AE Investment Research ApS
One of the most important things I’ve learned in my years as an investor is this 
👉 If you are not willing to accept periods of short-term underperformance, you will never have the chance to achieve long-term outperformance.
It sounds simple, but in practice it’s extremely difficult. Most investors – whether private or professional – constantly compare themselves to the market. They ask: “Am I beating the S&P 500 today? This quarter? This year?” 

That mindset often leads to tracking the index as closely as possible, because the fear of underperforming in the short term outweighs the possibility of doing better over the long run.
 But here’s the paradox:
If you construct your portfolio in a way that makes sure you never underperform the market, then you also ensure that you will never outperform it. You’ve locked yourself into mediocrity.

And if you are too focused on short term performance you end up making short term decisions. My focus is on companies that balance growth and profitability. The reason is simple: these are the two fundamental levers every CEO must pull. How much to grow, and how much to profit. Managing one without the other is not sustainable, but managing both — in the right proportion for that company creates real value over time.
 Now, this balance looks very different depending on the type of company:
 
👉 $MSFT (Microsoft) is a “Steady and High” case with moderate growth but exceptional margins.
 
👉 $NVDA (NVIDIA Corporation) is an “Increasingly Fast” case where explosive growth is paired with surprisingly high profitability.
 
👉 $LLY (Eli Lilly & Co) is a “Recovering” case, bouncing back from a flat year into strong growth while keeping healthy margins.
 What all three have in common is balance.
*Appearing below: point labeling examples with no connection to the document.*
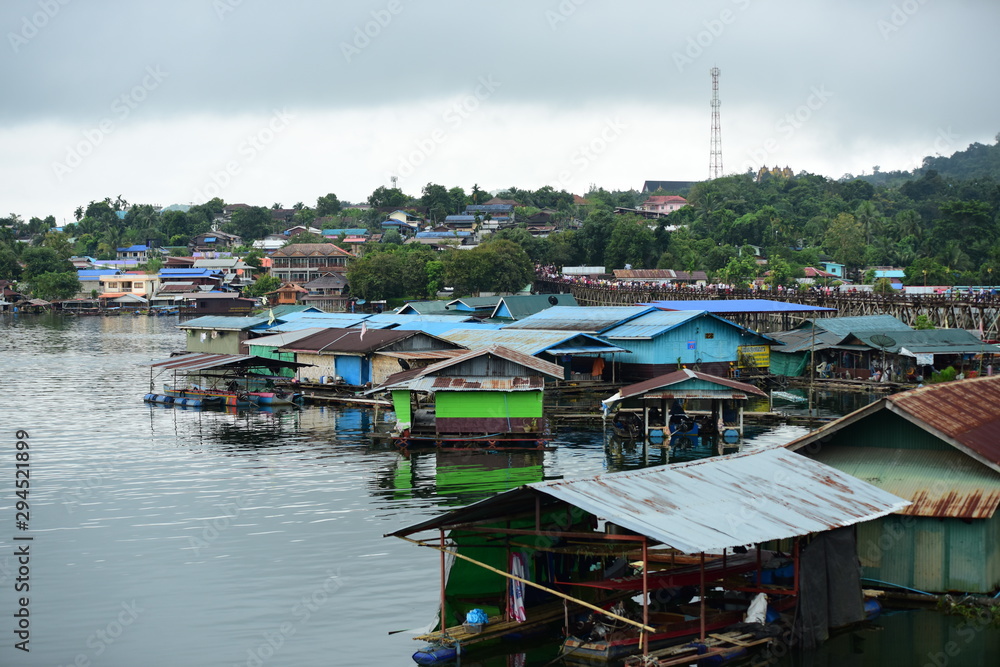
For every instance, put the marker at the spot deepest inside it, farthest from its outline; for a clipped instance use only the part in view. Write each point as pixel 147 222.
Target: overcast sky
pixel 260 102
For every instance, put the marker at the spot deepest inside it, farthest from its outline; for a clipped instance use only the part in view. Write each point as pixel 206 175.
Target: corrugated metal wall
pixel 689 342
pixel 932 555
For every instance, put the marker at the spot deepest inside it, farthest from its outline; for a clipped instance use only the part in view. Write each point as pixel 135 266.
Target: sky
pixel 263 102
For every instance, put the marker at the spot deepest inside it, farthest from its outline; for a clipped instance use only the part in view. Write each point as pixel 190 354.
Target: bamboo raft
pixel 714 645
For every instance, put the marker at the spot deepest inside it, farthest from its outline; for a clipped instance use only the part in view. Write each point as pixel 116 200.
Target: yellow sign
pixel 753 356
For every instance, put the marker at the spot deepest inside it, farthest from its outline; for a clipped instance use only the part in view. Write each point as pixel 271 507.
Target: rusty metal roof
pixel 724 387
pixel 963 413
pixel 704 505
pixel 409 378
pixel 347 341
pixel 444 383
pixel 939 483
pixel 966 413
pixel 199 362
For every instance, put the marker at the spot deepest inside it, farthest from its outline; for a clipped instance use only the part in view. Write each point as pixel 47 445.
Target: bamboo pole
pixel 559 594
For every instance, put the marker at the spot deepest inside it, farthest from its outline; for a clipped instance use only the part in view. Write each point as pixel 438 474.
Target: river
pixel 165 536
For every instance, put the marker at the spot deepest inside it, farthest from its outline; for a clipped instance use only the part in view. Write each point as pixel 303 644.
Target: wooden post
pixel 702 594
pixel 444 623
pixel 645 596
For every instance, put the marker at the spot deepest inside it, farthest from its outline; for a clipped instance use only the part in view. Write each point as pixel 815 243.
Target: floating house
pixel 852 347
pixel 550 549
pixel 490 397
pixel 663 405
pixel 939 447
pixel 359 357
pixel 662 341
pixel 220 334
pixel 583 357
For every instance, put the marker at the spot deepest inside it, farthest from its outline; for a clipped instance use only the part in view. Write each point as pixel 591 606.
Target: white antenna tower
pixel 715 156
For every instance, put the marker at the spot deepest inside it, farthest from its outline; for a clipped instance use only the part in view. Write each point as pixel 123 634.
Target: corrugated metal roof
pixel 652 324
pixel 279 340
pixel 583 319
pixel 424 354
pixel 929 341
pixel 725 306
pixel 433 384
pixel 678 379
pixel 965 412
pixel 843 326
pixel 530 363
pixel 349 341
pixel 705 505
pixel 223 322
pixel 527 341
pixel 198 362
pixel 521 306
pixel 940 484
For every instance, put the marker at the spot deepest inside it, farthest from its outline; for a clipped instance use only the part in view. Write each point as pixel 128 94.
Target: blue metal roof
pixel 357 231
pixel 224 322
pixel 588 319
pixel 441 328
pixel 441 235
pixel 652 324
pixel 737 306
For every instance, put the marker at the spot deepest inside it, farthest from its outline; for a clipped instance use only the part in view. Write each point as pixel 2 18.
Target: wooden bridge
pixel 978 313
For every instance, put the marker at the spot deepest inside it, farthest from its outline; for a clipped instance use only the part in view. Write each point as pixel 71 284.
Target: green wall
pixel 479 404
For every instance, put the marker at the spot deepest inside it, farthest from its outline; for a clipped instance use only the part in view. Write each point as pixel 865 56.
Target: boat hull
pixel 235 399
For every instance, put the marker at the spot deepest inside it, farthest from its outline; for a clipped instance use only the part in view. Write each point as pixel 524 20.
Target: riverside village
pixel 794 446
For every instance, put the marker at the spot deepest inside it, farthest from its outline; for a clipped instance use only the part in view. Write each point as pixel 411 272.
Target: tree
pixel 742 270
pixel 780 272
pixel 10 268
pixel 384 197
pixel 437 200
pixel 53 285
pixel 392 237
pixel 328 205
pixel 252 223
pixel 631 243
pixel 43 260
pixel 845 240
pixel 263 285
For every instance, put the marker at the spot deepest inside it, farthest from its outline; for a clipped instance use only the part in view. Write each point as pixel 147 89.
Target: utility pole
pixel 715 154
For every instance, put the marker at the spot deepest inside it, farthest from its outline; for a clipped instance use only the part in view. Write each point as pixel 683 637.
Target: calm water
pixel 172 537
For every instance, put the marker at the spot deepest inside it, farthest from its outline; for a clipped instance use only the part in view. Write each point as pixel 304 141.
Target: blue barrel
pixel 432 655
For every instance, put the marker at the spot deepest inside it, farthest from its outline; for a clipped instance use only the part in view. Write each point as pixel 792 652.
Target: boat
pixel 222 380
pixel 234 397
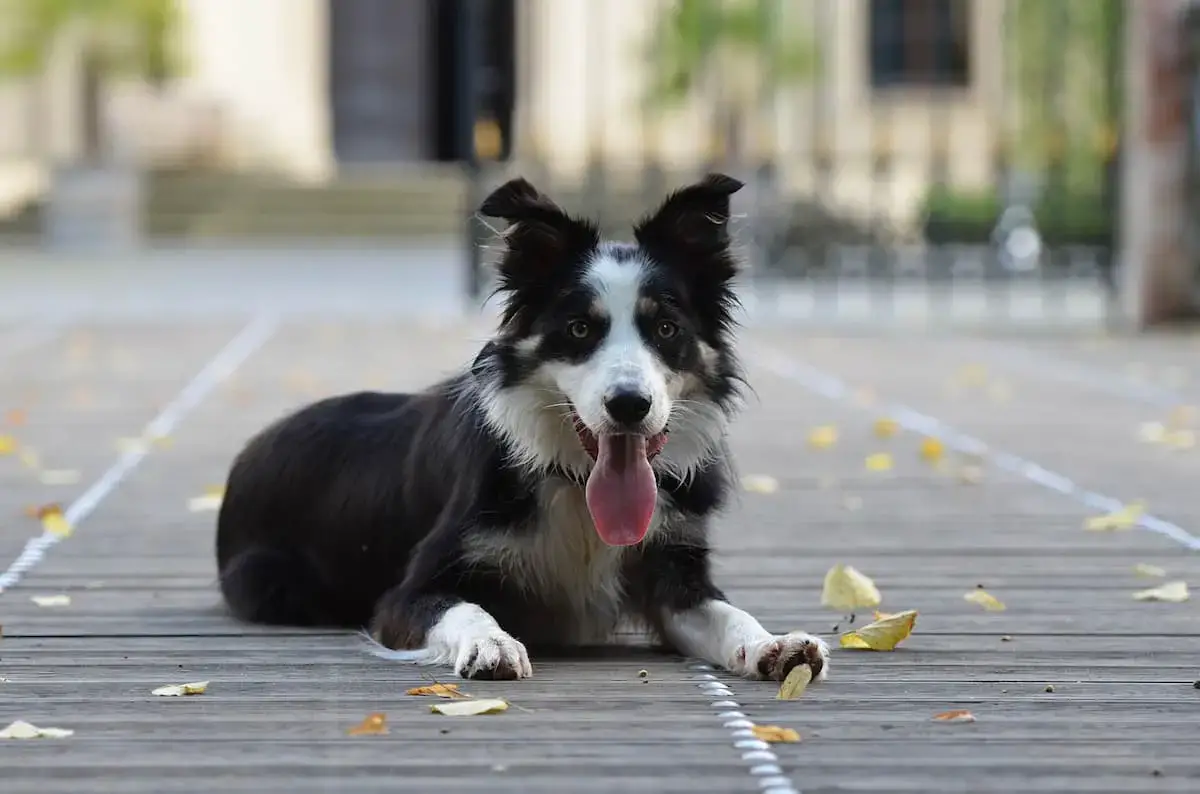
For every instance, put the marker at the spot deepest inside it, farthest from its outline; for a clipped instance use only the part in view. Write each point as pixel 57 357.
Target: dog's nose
pixel 627 405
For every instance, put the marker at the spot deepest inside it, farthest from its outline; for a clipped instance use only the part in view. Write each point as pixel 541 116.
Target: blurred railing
pixel 887 144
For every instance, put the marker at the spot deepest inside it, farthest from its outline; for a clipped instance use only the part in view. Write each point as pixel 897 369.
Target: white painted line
pixel 827 385
pixel 223 365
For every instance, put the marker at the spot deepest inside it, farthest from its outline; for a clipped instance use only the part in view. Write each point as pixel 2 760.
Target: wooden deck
pixel 1075 687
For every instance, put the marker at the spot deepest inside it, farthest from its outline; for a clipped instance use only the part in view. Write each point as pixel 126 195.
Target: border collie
pixel 558 486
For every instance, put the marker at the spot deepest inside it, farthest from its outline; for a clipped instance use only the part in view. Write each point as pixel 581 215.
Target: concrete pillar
pixel 1159 271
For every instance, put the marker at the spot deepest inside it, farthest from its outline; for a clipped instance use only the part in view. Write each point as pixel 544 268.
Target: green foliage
pixel 1063 216
pixel 132 37
pixel 1066 76
pixel 694 40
And that balance isn’t always visible to the market in the short term.
 Sometimes investors get distracted by valuation multiples, or by quarterly noise, or by hype cycles. But if you zoom out and focus on the trajectory of growth and profitability over the coming 12–24 months, a different picture emerges.
 That’s why valuation is not the first filter in my process. High-growth, improving companies are very hard to “value correctly” in the traditional sense in my opinion. Whether a P/E of 25, 50, 100, or even 200 is “too high” depends entirely on how fast growth and margins compound. And as I’ve written before, those numbers can normalize very quickly if the fundamentals deliver.
At the same time a company can continue to trade at high multiples for a longer period of time before eventually correcting. 👉 This is where short-term underperformance often creeps in.

The market is always shifting and moving like the ocean, in different waves. A stock may look expensive and fall out of favor for a few months, a sector may take a temporary pause while the rest of the market continues upwards. Or a company may reinvest heavily, compressing margins in the near term. All scenarios can cause a portfolio like mine to lag the benchmark temporarily. But that temporary lag is not a sign of weakness, it’s the cost of staying disciplined to a strategy that has the potential to outperform in the long run. The way I handle this risk is through balance at the portfolio level.
 👉 Every company starts with equal weight.
 👉 Rebalancing ensures that no single winner grows too large and turns into a hidden risk.
 👉 And diversification across categories (Steady and High, Increasingly Fast, Recovering) means the portfolio isn’t overly dependent on one type of outcome.
 So when underperformance happens… and it does, I don’t see it as a failure. I see it as the natural byproduct of running a differentiated strategy. One that doesn’t chase the index, but instead looks for companies with the right growth-profitability mix to generate long-term returns. If you want the safety of always being “average,” you can buy the market. But if you want the possibility of being better than average, you have to be comfortable sometimes being worse than average. That’s the reality of investing, and it’s why I accept short-term underperformance as the ticket to long-term outperformance. Happy investing everyone! Disclaimer: This is in no way investment advice to buy, sell or hold any specific positions. You should always make your own investment decisions. Investing bears certain risks and puts your capital at risk. Historical and backtested results are in no way equal to future returns. Future returns can vary significantly from historical and backtested results. Backtested results are not an indication for potential future returns.